No puedo dejar de reconocer que aquel sistema, aquella precisión y maravilloso servicio, fue algo de lo que más me maravilló. Los autobuses, siempre limpios y en perfectas condiciones mecánicas, llegaban a la parada en turno con puntualidad rigurosa y sin prisas, y luego salían a la hora exacta en la que estaba establecido, luego de que bajara y subiera el pasaje correspondiente, e incluso se hiciera uso de una especie de montacargas automático que bajaba en caso de que alguno de los transportados usara silla de ruedas. Nunca un grito, nunca un reclamo, jamás un apresuramiento.

Aquellos autobuses llegaban solos a la parada y así partían, con el tiempo perfecto para la periódica llegada del siguiente, que mantenía también una milimétrica precisión en el reloj que marcaba su arribo y su marcha.

No pude dejar de recordar aquellos autobuses de Eugene y aquellas sus sencillas, pero serviciales, paradas, cuando leí, y luego constaté, que las paradas “tipo Dubái” que se instalaron en algunos puntos de nuestra ciudad no están siendo utilizadas por sus presuntos usuarios, mucho más interesados en permanecer fuera de ellas, por aquello de que el camión elegido se les puede ir al menor descuido.

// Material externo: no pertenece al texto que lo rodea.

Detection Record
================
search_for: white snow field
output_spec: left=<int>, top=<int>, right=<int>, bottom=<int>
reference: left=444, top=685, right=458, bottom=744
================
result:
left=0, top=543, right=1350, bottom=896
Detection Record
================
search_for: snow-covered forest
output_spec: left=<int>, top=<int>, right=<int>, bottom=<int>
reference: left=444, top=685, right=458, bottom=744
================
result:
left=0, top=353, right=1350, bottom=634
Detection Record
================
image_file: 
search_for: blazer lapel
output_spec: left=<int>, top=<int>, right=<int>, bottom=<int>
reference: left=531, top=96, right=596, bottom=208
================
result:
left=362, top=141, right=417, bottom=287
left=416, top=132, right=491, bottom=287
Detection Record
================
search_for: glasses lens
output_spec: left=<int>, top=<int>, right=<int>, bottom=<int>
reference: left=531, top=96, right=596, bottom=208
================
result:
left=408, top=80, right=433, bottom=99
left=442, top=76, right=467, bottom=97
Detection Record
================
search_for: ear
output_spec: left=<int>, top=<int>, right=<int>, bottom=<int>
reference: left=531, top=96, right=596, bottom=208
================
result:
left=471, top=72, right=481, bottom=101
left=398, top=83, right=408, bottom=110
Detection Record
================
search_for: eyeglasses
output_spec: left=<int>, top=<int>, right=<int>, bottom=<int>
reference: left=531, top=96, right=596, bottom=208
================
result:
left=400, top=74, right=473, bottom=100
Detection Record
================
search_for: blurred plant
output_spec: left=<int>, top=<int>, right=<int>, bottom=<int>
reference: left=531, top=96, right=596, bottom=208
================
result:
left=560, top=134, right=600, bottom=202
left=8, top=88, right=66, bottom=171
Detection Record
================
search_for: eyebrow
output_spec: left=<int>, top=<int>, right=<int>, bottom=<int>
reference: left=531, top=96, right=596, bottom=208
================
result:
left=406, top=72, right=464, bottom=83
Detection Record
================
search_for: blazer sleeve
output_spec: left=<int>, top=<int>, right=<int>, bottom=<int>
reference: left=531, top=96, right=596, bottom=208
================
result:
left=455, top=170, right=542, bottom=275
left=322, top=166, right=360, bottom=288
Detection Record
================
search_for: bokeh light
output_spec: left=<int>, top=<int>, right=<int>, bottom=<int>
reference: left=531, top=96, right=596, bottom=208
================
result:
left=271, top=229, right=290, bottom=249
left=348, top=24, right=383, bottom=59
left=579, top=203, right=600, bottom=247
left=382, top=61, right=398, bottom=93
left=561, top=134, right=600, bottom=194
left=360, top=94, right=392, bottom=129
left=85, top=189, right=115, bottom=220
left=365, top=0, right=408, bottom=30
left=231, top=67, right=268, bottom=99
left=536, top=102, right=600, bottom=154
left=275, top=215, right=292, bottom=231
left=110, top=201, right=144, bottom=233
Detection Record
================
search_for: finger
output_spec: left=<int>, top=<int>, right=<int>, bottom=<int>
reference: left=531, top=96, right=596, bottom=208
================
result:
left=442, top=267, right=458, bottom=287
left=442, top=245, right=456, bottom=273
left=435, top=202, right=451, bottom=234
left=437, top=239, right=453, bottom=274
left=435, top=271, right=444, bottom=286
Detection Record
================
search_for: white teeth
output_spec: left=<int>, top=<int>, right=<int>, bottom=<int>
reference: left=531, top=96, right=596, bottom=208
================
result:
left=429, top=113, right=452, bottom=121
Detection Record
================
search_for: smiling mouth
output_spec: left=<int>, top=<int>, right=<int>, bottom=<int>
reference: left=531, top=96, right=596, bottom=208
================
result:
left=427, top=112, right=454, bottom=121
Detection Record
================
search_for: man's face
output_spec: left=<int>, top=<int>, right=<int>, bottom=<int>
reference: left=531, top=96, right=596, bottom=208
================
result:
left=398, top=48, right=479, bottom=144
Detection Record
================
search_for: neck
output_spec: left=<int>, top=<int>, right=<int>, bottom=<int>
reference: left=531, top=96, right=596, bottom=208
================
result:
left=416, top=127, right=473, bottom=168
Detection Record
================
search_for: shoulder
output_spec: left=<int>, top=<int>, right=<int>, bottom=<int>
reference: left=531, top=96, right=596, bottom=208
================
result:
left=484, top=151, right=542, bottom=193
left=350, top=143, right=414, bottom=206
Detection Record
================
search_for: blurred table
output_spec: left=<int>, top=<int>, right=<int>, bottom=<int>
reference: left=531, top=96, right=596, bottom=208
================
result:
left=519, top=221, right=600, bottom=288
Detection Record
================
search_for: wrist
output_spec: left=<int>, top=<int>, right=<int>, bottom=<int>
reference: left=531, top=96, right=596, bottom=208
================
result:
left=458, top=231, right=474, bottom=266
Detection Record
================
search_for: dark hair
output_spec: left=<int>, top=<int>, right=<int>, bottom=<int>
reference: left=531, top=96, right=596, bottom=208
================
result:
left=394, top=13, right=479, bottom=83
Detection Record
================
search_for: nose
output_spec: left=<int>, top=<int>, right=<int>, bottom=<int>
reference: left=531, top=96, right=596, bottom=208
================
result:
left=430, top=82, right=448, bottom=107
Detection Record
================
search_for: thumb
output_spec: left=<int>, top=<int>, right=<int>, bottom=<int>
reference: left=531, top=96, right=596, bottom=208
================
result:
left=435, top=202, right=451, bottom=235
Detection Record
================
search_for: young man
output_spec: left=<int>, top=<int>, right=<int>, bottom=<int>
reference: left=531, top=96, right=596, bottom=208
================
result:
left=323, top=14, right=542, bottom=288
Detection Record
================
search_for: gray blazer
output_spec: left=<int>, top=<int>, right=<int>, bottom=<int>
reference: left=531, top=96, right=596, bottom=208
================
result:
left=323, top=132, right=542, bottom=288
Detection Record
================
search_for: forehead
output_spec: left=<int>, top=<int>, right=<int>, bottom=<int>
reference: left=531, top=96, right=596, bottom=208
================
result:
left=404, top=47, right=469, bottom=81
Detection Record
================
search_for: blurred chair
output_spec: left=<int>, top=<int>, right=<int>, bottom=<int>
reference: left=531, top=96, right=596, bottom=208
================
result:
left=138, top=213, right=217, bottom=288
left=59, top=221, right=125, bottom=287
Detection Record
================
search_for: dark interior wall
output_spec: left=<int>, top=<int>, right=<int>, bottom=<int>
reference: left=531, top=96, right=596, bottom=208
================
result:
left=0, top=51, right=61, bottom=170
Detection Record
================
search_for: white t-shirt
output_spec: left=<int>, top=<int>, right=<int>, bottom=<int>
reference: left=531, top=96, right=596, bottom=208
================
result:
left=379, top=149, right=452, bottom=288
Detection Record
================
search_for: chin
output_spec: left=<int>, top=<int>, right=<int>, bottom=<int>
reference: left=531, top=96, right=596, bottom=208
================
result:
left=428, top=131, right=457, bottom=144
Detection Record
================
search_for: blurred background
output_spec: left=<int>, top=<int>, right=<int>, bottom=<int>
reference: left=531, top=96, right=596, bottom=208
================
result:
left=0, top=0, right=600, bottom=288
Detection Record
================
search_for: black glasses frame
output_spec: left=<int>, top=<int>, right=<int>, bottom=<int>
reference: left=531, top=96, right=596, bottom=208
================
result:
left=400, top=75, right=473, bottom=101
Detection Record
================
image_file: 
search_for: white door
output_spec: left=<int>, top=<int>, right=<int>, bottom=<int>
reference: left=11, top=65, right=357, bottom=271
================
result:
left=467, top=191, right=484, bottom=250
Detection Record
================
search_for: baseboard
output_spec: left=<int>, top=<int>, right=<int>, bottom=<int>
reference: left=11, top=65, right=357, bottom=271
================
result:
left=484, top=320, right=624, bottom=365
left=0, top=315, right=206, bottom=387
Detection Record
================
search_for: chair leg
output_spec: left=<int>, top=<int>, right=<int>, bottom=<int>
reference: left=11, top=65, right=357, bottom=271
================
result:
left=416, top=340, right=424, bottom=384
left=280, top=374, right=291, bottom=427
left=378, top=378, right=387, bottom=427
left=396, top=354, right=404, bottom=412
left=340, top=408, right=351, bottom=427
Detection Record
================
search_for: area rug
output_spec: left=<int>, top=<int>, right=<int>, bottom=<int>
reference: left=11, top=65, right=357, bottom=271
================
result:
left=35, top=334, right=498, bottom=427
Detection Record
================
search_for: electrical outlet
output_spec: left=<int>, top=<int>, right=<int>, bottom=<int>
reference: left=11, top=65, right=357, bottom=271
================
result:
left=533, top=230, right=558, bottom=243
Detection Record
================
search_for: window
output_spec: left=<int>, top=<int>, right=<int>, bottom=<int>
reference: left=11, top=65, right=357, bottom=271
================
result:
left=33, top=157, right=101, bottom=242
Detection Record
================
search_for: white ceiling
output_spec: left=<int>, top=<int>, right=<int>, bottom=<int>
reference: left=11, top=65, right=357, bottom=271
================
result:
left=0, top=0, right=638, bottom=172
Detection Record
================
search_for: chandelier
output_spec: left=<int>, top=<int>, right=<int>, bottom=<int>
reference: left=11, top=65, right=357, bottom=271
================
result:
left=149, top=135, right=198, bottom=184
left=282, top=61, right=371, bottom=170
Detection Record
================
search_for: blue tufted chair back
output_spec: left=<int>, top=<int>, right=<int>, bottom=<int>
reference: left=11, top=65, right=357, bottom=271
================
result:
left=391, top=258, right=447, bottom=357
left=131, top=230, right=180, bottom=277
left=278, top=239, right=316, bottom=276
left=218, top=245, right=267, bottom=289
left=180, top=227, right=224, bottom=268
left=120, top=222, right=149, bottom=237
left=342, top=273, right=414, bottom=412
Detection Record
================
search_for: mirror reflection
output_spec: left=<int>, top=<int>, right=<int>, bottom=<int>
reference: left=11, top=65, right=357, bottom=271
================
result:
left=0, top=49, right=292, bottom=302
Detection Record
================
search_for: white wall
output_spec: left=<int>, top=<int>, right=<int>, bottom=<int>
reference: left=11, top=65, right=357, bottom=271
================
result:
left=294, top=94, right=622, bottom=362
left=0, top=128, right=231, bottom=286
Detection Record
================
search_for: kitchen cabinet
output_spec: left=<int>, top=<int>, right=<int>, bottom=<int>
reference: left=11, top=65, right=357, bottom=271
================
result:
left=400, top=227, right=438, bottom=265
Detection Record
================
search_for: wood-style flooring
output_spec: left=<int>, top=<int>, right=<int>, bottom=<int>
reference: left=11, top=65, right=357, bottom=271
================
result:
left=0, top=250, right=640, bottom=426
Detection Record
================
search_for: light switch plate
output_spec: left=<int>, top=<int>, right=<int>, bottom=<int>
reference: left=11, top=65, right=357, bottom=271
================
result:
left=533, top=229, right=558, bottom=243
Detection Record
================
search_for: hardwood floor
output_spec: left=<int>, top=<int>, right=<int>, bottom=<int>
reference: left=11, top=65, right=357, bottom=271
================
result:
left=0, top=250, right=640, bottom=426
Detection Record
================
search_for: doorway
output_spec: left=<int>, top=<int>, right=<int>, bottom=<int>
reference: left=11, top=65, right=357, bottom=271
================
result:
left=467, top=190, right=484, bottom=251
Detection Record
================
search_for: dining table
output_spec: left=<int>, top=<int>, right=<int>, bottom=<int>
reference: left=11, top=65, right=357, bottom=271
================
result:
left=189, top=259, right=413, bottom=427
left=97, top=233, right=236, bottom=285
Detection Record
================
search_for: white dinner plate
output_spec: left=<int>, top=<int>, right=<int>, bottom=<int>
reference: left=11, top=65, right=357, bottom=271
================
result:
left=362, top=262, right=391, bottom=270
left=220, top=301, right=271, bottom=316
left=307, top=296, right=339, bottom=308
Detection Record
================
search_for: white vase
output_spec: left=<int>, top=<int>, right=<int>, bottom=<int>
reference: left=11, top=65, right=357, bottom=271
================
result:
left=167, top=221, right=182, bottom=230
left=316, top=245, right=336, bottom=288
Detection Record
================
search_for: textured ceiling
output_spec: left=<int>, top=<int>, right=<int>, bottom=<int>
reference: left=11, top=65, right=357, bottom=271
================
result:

Entre claxonazos, gritos, empujones, calores y desorden, en esta ciudad que vivimos hay que mantenerse listos a la llegada, siempre impredecible, del autobús que se espera; siempre con la disposición de ganar un espacio que puede ser vital, y adelantar unos segundos al de al lado, o al de atrás, aunque sea con la temeridad de dar un salto a un autobús ya en marcha.

Ya me imagino el rosto de los empresarios que adquirieron los derechos para publicitar espacios al interior de las paradas primermundistas al enterarse que la realidad tercermundista los ha rebasado con una sonrisa burlona. Reflexiono, a un tiempo, que esto de las paradas “tipo Dubái” es una especie de aspirina tratando de curar una rotura expuesta de tibia y peroné.

Y mientras imagino y reflexiono, recuerdo con nostalgia aquellas siete semanas veraniegas en Eugene, la venada en el jardín vecino, las ardillas recorriendo los verdes prados de la universidad, los vecinos saludando con un “morning” mientras trotan, y sobre todo, las apacibles paradas de autobús.

ACOTACIÓN AL MARGEN

Por desgracia, vivimos en el país del agandalle. Aquí el gandalla se adelanta, avienta, menosprecia y gana sin la menor consecuencia. Aquí se reconoce, a veces hasta se felicita, al gandalla, bajo el lema del que no transa no avanza y al que no es gandalla se lo comen.

Y ante eso, no hay estación “tipo Dubái” que se resista.